UNL chemistry professor Gerard Harbison was a featured presenter at the American Chemical Society national meeting in Salt Lake City where he spoke at a news conference about UNL research about computer simulations to analyze potential peroxide-based explosives.
The ACS chooses news to feature for national media at the convention, and his virtual news conference was watched live and repeated worldwide, and hundreds of news stories resulted from the chemical society's publicity.
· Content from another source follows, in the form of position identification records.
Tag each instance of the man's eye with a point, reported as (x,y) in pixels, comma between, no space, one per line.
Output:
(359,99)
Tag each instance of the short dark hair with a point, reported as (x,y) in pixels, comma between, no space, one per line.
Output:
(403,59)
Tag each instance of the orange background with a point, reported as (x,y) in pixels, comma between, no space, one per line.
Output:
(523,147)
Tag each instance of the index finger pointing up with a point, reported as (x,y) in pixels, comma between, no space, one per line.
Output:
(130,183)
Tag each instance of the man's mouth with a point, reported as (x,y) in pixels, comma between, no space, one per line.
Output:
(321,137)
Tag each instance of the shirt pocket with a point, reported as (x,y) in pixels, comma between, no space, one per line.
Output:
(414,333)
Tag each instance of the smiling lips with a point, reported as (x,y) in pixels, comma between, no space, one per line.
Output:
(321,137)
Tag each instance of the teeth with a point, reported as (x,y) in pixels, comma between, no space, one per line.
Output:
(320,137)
In his presentation Harbison challenged the theory that terrorists could produce a new and dangerous form of the explosive responsible for airport security screening of passengers' shoes and restrictions on carry-on liquids.
He and colleagues investigated the structure of a claimed explosive, tetracetone tetraperoxide, and determined that the material would be unlikely, because it is too unstable for a practical synthesis, and too sensitive to be used as weapons.
"The good news is basically this (TeATeP) is something we don't have to worry about. The internet myths are nothing more than that," Harbison told the ACS.
The UNL research group did computer simulations to analyze a variety of potential peroxide-based explosives in the same class as triacetone triperoxide, the powerful, easy-to-make explosive used by "shoe bomber" Richard Reid in his failed attempt to blow up a transatlantic flight in 2001, and by suicide bombers.
The American Chemical Society has more than 154,000 members and is the world's largest scientific society and a global leader in providing access to chemistry-related research.